Displacement
Artist Statement
I am going to bring my viewers to a journey that is full of memories and imaginations. This journey is constructed by a series of diptych photographs; they are taken in different spaces, at different times and with contradictory elements. I try to use the contradictions and harmonies, which are created by the unexpected arrangements, to arouse the question of 'Displacement' between identities and roles.
In both traditional Chinese and Western Art, 'Portrait', 'Still Life' and 'Landscape' are the usual themes, many artists express their observations, ideas and feelings through these subjects. Through their subjective representation and expressive interpretation, an ordinary scene, a pair of hands, a cup, are no longer familiar objects, they have been transcended into the creators', or even the viewers', imaginations or memories.
On the other hand, photographic work is different from other kinds of art. It is because this media involves time within it. This is what the French thinker, Roland Barthes (1915-1980), mentioned about the essence of photography 'That-has-been' 1 in his book 'La Chambre Claire - Note sur la Photographie'. In photography, there is a connection with memory, with time, or a struggle against death. We enter a journey of memories through the activity of reading photographs; these kinds of experience can both be private or public.

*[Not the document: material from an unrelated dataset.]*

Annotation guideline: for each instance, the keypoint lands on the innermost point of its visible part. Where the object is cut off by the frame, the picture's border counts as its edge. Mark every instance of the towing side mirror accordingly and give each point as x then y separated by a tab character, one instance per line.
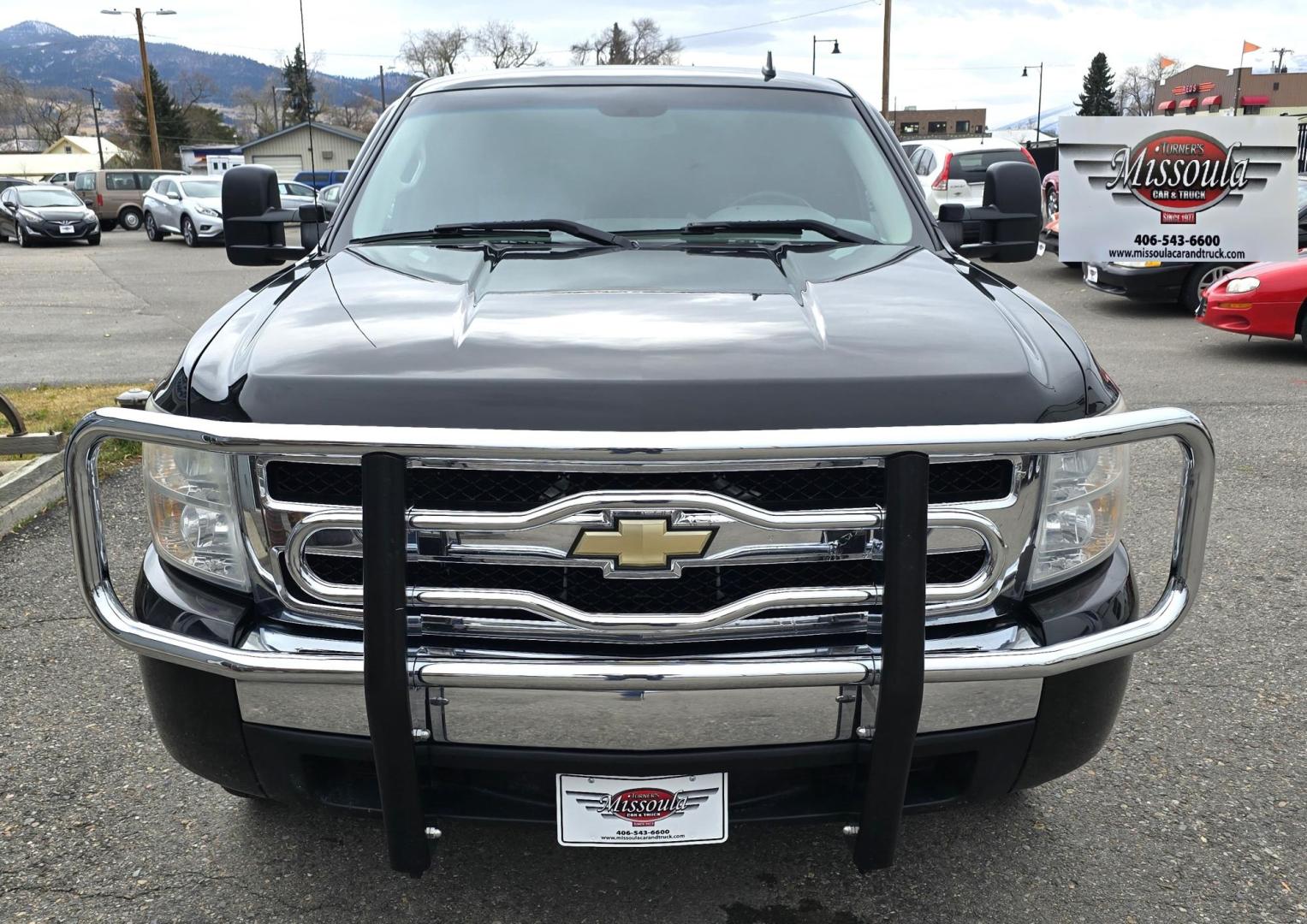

When we put two contradictory photographs together, the notion of their original meaning will be questioned immediately. Our usual perceptions, memories, and imaginations of the ordinary objects are demolished by the displacement of each photograph. Their roles are destroyed and dissolved by each other, a newborn notion is then created. Their characters, as well as their identities, displace and are displaced by each other. We have to reconsider the notion of their existence. By these kinds of experience, I want to ask the viewers to use their imagination to rethink their familiar surroundings.
This is a destruction of ordinary ideas, spaces and identities, a method for us to reconstruct an unlimited scope for our imagination.
Wai Kit Lam
Hong Kong
2.2002
1. Roland Barthes, Camera Lucida: Reflection on Photography, tr. Richard Howard (New York: Hill and Wang, 1981), pp.77.